Chereads / 12% Invitation / Chapter 23 - 22' Pohon besar

Chapter 23 - 22' Pohon besar

Aku berbalik arah. Tubuhku sontak bergerak, mengangkat pria bersurai coklat yang nampaknya sekarat itu.

Namun sepertinya aku terlambat.

Splash

Tubuh Avere diambil oleh Akio.

"Caramel kau fokus saja dengan Haven! Aku akan menyelamatkan Avere!" teriak Akio yang sibuk berlari membawa tubuh lemah Avere.

"Oke! Kau jaga dia ya!"

Aku menganggukkan kepalaku mantap, lalu berbalik arah menuju tempat Haven tadi diculik.

Aneh memang kedengarannya, tapi itu memang benar adanya.

Akar kayu menyebalkan ini ... entah apa yang dia inginkan hingga menculik Haven. Si pria dokter bersurai blonde.

Slap

Slap

Aku lihai menghindar.

Tubuhku sudah biasa terbang, dan sudah biasa juga menghindari serangan akibat menjalankan misi. Menghindari serangan-serangan dari akar ini adalah perkara mudah. Yang sulitnya adalah, melawan mereka.

Aku terus berpikir.
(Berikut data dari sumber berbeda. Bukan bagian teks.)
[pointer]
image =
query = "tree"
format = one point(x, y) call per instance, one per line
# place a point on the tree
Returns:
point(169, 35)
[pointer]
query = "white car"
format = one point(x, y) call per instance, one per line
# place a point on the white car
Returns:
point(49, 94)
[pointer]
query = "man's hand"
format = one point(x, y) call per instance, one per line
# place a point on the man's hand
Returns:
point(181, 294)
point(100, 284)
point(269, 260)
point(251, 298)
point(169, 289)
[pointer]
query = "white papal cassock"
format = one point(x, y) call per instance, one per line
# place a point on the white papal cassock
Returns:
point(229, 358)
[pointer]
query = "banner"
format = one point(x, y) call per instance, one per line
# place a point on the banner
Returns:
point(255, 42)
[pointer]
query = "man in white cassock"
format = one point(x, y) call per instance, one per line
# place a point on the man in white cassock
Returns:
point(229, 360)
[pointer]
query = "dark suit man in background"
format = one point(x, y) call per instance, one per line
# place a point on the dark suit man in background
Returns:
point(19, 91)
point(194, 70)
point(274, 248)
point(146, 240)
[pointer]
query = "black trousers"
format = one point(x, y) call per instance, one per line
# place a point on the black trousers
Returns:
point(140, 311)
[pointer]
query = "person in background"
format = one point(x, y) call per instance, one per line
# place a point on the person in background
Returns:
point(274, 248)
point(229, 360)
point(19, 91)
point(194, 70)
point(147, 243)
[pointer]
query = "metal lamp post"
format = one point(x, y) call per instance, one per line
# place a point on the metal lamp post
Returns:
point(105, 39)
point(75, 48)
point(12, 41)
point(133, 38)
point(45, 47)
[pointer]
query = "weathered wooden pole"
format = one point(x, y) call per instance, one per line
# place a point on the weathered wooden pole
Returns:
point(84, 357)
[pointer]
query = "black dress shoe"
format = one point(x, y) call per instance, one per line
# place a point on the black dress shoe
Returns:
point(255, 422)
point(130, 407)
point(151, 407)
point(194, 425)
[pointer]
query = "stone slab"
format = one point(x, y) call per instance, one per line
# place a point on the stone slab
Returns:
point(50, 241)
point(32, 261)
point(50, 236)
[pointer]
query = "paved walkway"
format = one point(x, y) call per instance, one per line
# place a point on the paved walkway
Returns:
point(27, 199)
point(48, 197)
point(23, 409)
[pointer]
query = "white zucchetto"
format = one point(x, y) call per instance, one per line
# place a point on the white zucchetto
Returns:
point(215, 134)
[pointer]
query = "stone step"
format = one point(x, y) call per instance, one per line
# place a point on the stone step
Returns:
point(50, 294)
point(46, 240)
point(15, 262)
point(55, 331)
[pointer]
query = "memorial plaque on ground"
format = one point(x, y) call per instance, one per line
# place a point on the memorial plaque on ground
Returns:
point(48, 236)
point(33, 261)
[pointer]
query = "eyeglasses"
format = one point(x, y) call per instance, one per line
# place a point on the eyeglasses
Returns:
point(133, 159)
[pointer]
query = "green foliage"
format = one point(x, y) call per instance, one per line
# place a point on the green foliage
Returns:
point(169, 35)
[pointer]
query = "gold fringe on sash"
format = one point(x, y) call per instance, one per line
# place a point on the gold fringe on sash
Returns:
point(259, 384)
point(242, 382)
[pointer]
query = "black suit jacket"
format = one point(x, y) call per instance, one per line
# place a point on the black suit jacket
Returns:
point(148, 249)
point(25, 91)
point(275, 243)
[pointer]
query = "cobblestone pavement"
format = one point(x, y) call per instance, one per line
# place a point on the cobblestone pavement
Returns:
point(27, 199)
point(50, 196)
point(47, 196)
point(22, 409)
Apa yang harus aku lakukan untuk melawan mereka.

Jika hanya menggunakan panah-panah, itu tidak cukup.

Apalagi mereka ada banyak.

Justru situasi inilah, yang paling diuntungkan oleh Akio.
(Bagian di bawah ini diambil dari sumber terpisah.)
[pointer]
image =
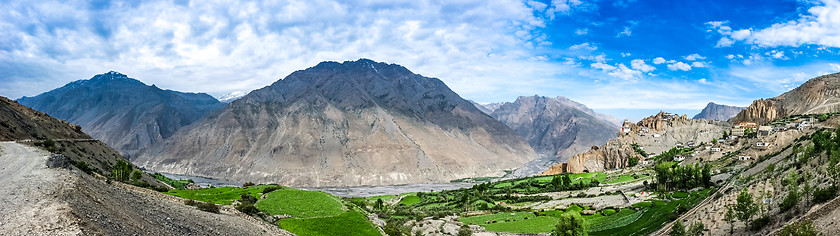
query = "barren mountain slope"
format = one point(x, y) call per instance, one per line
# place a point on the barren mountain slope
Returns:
point(817, 95)
point(352, 123)
point(123, 112)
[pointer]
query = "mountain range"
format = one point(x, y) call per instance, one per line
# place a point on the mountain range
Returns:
point(352, 123)
point(817, 95)
point(714, 111)
point(557, 127)
point(123, 112)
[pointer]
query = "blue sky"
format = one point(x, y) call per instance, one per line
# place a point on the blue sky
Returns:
point(626, 58)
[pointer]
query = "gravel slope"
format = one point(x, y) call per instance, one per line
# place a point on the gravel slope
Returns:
point(41, 201)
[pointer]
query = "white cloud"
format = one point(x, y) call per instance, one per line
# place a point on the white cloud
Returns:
point(584, 46)
point(658, 60)
point(639, 64)
point(602, 66)
point(628, 30)
point(679, 66)
point(724, 42)
point(220, 47)
point(819, 26)
point(694, 57)
point(625, 73)
point(777, 54)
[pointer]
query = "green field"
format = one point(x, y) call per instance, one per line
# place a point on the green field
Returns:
point(220, 195)
point(621, 179)
point(385, 198)
point(350, 222)
point(300, 203)
point(410, 200)
point(513, 222)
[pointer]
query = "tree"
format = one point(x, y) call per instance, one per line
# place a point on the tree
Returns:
point(571, 224)
point(633, 161)
point(379, 205)
point(745, 206)
point(121, 170)
point(136, 175)
point(805, 228)
point(806, 192)
point(730, 218)
point(678, 229)
point(696, 229)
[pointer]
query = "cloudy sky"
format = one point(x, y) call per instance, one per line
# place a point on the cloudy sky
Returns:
point(626, 58)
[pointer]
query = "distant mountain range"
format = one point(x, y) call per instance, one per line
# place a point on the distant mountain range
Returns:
point(714, 111)
point(817, 95)
point(339, 124)
point(556, 126)
point(123, 112)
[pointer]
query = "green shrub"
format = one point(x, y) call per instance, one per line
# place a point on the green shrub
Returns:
point(136, 175)
point(271, 189)
point(121, 170)
point(204, 206)
point(247, 208)
point(805, 228)
point(759, 223)
point(247, 198)
point(790, 201)
point(465, 231)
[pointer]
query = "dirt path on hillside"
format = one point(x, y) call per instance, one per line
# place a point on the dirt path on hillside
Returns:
point(29, 194)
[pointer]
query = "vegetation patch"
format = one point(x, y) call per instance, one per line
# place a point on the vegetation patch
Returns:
point(410, 200)
point(220, 195)
point(351, 221)
point(513, 222)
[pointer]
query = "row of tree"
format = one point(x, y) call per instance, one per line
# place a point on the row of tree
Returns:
point(671, 176)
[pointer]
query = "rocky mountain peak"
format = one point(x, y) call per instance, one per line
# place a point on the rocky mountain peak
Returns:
point(123, 112)
point(817, 95)
point(714, 111)
point(351, 123)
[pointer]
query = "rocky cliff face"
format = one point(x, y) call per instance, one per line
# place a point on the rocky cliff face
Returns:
point(654, 134)
point(555, 126)
point(719, 112)
point(817, 95)
point(123, 112)
point(343, 124)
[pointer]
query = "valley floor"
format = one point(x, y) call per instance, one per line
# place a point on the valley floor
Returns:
point(37, 200)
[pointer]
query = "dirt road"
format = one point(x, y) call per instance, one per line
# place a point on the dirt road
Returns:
point(29, 192)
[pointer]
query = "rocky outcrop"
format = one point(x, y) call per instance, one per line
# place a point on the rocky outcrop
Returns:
point(123, 112)
point(344, 124)
point(714, 111)
point(760, 111)
point(654, 134)
point(614, 154)
point(817, 95)
point(555, 126)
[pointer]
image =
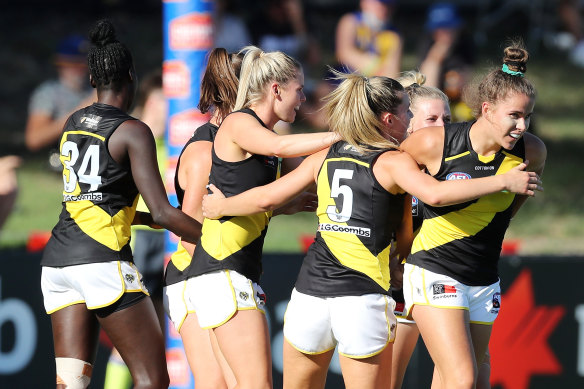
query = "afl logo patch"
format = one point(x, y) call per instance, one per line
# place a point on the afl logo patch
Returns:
point(458, 176)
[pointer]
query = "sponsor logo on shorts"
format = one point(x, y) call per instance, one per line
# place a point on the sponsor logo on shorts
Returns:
point(496, 302)
point(359, 231)
point(458, 176)
point(443, 289)
point(261, 298)
point(414, 206)
point(399, 308)
point(90, 121)
point(93, 196)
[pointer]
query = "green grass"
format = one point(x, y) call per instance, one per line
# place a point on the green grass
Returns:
point(550, 223)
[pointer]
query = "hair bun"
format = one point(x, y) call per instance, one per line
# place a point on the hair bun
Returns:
point(515, 57)
point(103, 33)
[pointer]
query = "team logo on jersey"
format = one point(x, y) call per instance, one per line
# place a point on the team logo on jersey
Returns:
point(443, 289)
point(90, 121)
point(414, 206)
point(458, 176)
point(359, 231)
point(93, 196)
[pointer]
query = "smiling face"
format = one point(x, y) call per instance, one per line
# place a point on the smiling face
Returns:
point(289, 99)
point(509, 118)
point(399, 121)
point(428, 112)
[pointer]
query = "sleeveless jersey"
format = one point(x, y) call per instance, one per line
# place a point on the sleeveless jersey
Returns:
point(181, 259)
point(99, 195)
point(357, 217)
point(236, 242)
point(464, 241)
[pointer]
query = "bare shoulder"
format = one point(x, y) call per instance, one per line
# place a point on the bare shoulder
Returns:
point(535, 152)
point(425, 145)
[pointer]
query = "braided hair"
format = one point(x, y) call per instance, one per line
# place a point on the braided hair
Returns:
point(109, 60)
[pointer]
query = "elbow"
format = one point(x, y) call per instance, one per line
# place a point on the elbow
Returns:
point(265, 204)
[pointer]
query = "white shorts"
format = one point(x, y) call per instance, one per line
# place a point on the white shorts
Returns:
point(423, 287)
point(215, 297)
point(361, 325)
point(97, 285)
point(176, 306)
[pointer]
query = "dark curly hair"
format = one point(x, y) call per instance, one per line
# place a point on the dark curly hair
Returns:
point(109, 60)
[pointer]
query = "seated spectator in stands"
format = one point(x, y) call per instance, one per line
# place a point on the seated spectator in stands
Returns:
point(53, 101)
point(448, 55)
point(367, 42)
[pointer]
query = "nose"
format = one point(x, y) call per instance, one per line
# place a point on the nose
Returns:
point(522, 124)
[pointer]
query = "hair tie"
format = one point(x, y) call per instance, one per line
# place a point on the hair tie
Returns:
point(506, 69)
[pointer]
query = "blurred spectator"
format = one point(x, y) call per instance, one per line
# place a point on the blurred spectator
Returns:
point(231, 31)
point(367, 42)
point(569, 13)
point(148, 245)
point(53, 101)
point(448, 55)
point(8, 186)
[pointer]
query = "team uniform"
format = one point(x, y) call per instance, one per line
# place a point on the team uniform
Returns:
point(398, 293)
point(454, 257)
point(175, 277)
point(88, 257)
point(342, 294)
point(224, 274)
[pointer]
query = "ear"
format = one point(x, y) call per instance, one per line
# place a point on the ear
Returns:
point(275, 89)
point(386, 118)
point(485, 108)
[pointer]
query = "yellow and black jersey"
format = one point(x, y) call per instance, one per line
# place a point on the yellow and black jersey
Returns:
point(356, 220)
point(236, 242)
point(464, 241)
point(181, 259)
point(99, 195)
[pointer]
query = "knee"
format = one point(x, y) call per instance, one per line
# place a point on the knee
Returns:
point(158, 380)
point(73, 373)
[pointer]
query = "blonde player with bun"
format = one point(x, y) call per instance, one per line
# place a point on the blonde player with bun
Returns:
point(341, 297)
point(451, 282)
point(223, 279)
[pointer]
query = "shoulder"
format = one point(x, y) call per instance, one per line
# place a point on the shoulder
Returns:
point(535, 152)
point(425, 140)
Dengan pedangnya yang tajam, dia pasti mudah untuk menebas akar-akar ini.

Aku harus berpikir lebih keras.

"Oh?"

Manik kecoklatanku melebar.

Dari beberapa akar, aku melihat ada yang bentuknya menyatu. Mereka memanjang ke belakang, seperti berasal dari satu tempat yang sama.

"Apakah akar-akar ini berasal dari satu pohon?" tanyaku pada diri sendiri.

Dan untuk memastikan hal tersebut, aku terbang tinggi ke atas.

Sangat tinggi hingga bisa melihat seluruh hutan senyap ini dari atas.

"Wah ... dugaanku benar."

Sebuah pohon besar berukuran tiga puluh meter berada di pusat hutan.

Pohon itu memang tidak begitu besar jika dibandingkan dengan luas hutan ini, namun akar-akar berdurinya sangatlah panjang.

Hingga bisa menutupi hampir seluruh permukaan hutan.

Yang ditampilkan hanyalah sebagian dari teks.